Juneteenth: Taking Freedom Personally

By Elliott Drago
June 19, 2022

Today we celebrate Juneteenth and the ending of slavery in the United States. While this is only the second time it has been celebrated as a national holiday, the occasion has been memorialized throughout the country since that fateful day over 150 years ago. 

But what is the history behind Juneteenth and the journey to liberty for all that it represents?

It was January 1st, 1863. Abraham Lincoln could not stop his hand from trembling. The source of his exhaustion was the White House New Year’s Day party earlier that day, during which he’d shaken hundreds of hands. Trembling or not, the document in front of him needed his signature.

Lincoln carefully dipped his steel pen into the inkwell and paused to say:

I never in my life felt more certain that I was doing right, than I do in signing this paper. But I have been receiving calls and shaking hands since nine o’clock this morning, till my arm is stiff and numb. Now this signature is one that will be closely examined, and if they find my hand trembled they will say “he had some compunctions.” But anyway, it is going to be done.

Lincoln signed the Emancipation Proclamation, a document that pronounced “that all persons held as slaves” within the rebellious states “are, and henceforward shall be free.” The war to preserve the Union became the war to end slavery.

However, emancipation rested on uncertainty: the Union still needed to win the war. Making matters worse, news of the proclamation did not reach all enslaved people at the same time, with some African Americans first hearing about emancipation months after the war ended in April 1865.

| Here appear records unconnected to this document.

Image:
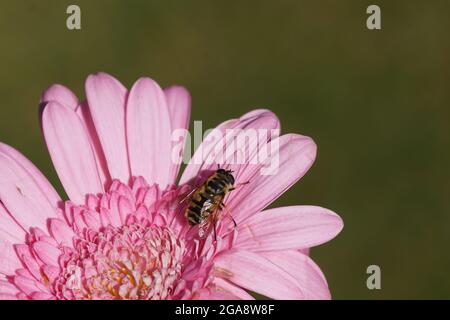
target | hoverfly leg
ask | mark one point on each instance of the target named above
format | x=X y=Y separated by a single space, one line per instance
x=223 y=206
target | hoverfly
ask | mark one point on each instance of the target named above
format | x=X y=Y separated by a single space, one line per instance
x=207 y=200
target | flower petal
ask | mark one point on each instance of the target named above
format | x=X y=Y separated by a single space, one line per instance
x=148 y=132
x=179 y=104
x=295 y=156
x=296 y=227
x=206 y=156
x=71 y=152
x=7 y=287
x=85 y=115
x=24 y=199
x=61 y=94
x=305 y=271
x=40 y=180
x=48 y=253
x=226 y=287
x=107 y=98
x=61 y=232
x=256 y=273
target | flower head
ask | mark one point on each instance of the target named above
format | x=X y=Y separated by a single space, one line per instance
x=123 y=234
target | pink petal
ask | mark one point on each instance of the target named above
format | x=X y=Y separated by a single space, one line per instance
x=107 y=98
x=61 y=94
x=296 y=155
x=85 y=115
x=27 y=285
x=28 y=260
x=61 y=232
x=42 y=296
x=257 y=119
x=307 y=274
x=8 y=288
x=9 y=229
x=179 y=104
x=295 y=227
x=256 y=273
x=8 y=258
x=40 y=180
x=71 y=152
x=148 y=132
x=24 y=199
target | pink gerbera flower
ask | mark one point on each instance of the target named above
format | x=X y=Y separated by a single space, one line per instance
x=122 y=234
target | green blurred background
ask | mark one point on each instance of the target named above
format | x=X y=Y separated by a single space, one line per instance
x=376 y=103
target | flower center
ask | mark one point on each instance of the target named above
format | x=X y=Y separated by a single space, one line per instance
x=130 y=262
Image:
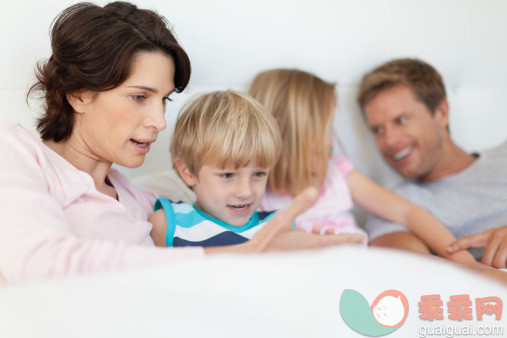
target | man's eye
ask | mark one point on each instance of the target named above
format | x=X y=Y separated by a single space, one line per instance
x=401 y=119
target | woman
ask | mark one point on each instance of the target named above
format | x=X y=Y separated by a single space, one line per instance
x=106 y=84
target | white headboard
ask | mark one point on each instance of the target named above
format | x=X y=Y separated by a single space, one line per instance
x=230 y=41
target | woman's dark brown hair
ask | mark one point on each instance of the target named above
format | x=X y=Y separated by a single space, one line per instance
x=93 y=48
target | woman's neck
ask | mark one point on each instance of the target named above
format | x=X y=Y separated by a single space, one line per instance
x=87 y=163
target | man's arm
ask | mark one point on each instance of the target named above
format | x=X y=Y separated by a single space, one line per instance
x=495 y=242
x=401 y=240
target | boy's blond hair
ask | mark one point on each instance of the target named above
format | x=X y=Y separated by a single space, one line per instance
x=227 y=129
x=303 y=106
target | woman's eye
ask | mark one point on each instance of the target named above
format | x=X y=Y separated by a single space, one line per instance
x=139 y=98
x=378 y=130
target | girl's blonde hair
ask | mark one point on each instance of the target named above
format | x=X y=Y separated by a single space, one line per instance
x=226 y=129
x=303 y=105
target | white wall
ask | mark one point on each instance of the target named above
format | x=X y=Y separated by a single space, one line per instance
x=229 y=41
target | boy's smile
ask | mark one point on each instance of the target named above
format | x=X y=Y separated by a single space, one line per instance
x=230 y=195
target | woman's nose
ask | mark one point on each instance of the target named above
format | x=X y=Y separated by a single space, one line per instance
x=156 y=119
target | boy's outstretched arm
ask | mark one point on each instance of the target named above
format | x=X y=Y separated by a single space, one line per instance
x=278 y=234
x=495 y=242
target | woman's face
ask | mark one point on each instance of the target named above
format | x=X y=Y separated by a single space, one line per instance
x=119 y=125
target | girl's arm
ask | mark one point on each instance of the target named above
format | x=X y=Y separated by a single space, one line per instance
x=386 y=204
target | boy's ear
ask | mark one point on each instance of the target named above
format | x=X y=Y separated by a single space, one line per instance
x=79 y=100
x=185 y=174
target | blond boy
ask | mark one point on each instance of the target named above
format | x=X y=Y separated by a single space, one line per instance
x=223 y=147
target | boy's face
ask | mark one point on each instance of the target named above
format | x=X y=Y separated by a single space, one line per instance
x=230 y=195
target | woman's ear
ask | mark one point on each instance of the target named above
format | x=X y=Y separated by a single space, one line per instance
x=79 y=100
x=185 y=174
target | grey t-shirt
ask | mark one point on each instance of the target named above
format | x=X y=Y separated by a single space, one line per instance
x=467 y=203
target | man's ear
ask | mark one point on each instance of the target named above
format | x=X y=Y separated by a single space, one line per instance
x=442 y=113
x=79 y=100
x=185 y=174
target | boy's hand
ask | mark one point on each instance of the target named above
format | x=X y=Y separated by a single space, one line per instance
x=495 y=242
x=278 y=235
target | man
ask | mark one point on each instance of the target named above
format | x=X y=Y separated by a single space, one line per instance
x=405 y=106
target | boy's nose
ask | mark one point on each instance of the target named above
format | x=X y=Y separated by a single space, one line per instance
x=243 y=189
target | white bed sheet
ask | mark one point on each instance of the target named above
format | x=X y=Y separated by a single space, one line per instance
x=269 y=295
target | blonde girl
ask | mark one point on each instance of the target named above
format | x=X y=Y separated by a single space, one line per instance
x=303 y=106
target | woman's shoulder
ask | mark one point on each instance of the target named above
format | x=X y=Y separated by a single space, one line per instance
x=11 y=132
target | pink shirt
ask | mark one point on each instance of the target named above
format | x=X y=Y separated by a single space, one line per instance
x=332 y=209
x=53 y=222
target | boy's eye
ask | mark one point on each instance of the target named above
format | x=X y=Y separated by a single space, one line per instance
x=377 y=130
x=261 y=174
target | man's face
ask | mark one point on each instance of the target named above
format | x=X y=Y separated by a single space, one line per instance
x=409 y=137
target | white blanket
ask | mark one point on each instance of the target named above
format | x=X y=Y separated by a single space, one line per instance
x=269 y=295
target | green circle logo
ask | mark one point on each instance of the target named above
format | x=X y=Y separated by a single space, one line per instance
x=386 y=314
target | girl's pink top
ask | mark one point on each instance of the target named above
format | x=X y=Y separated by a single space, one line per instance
x=332 y=209
x=53 y=222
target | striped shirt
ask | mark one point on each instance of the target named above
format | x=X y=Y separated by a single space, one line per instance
x=187 y=225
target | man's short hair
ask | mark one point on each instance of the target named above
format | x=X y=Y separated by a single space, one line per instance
x=424 y=81
x=227 y=129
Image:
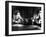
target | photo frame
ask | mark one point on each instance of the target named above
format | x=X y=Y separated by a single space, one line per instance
x=28 y=13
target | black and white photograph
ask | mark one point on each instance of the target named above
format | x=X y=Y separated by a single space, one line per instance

Union troops under the command of Major General Gordon Granger arrived in Galveston, Texas on June 19th, 1865, the final place to be notified. Granger and his men went street-to-street proclaiming, “The people of Texas are informed that, in accordance with a Proclamation from the Executive of the United States, all slaves are free.”

Emancipation left an indelible mark on those who were still held in bondage, as interviews conducted decades later by the Federal Writers’ Project show. Between 1936 and 1938, interviewers spoke with 2,300 former slaves, including hundreds of African Americans who lived in Texas.

Alto resident Preely Coleman, who was freed in 1865, spent Juneteenth 1937 generously sharing his first experience of freedom. The 85-year-old remembered his owner telling him and the other enslaved men working in the field that “you all are free as I am.” The men began “shouting and singing” in celebration.

Similarly, 93-year-old Sarah Ashley of Goodrich described her first Juneteenth as a “burst of freedom.” Franklin resident Josh Miles, 78, shared fond memories of how Juneteenth in Texas always attracted African Americans from the “old [slave] states” to barbeque and celebrate their freedom together.

Although many African Americans certainly rejoiced that first Juneteenth, just as many experienced the uncertainty of what that freedom meant.

“Reverend Bill” Green of San Antonio, 87, also heard about the proclamation in June 1865, but he wasn’t freed, and his owner attempted to keep him as a slave until he was 21. Only the actions of a local judge saved Green from continued bondage.

Beaumont resident Daphne Williams, who was well over 100-years-old when she was interviewed, thought she was being “fooled” about the news of her emancipation. Her uncle confirmed their freedom and told Daphne and her family to “look out for number one.”   

Margrett Nillin, 90, of Fort Worth and Susan Merritt, 87, of Rusk County echoed the uncertainty of freedom in their interviews. Both lamented how freedom brought about an explosion of violence against African Americans, many of whom were shot, tortured, or lynched at the hands of former owners and the Ku Klux Klan.

In light of these awful attacks, the interviewer asked Nillin what she liked “best”: being free or being enslaved? Nillin replied that despite the uncertainty of freedom, under slavery she owned nothing and would “never” own anything. She could neither marry nor buy a home or raise a family. Emancipation gave Nillin the freedom to own property, to marry and raise a family, to travel and work for wages, and to worship and become educated.

The road leading to emancipation was as uncertain as the road following emancipation. As the oldest nationally celebrated holiday honoring emancipation in the United States, Juneteenth embodies our nation’s long, often arduous journey to realize our founding principles of life, liberty, and the pursuit of happiness.

Our nation's classrooms ought to be spaces in which students can come to appreciate the merits of these principles and learn how to preserve “a more perfect Union” for all Americans. 

Elliott Drago is the Online Education Officer at the Jack Miller Center.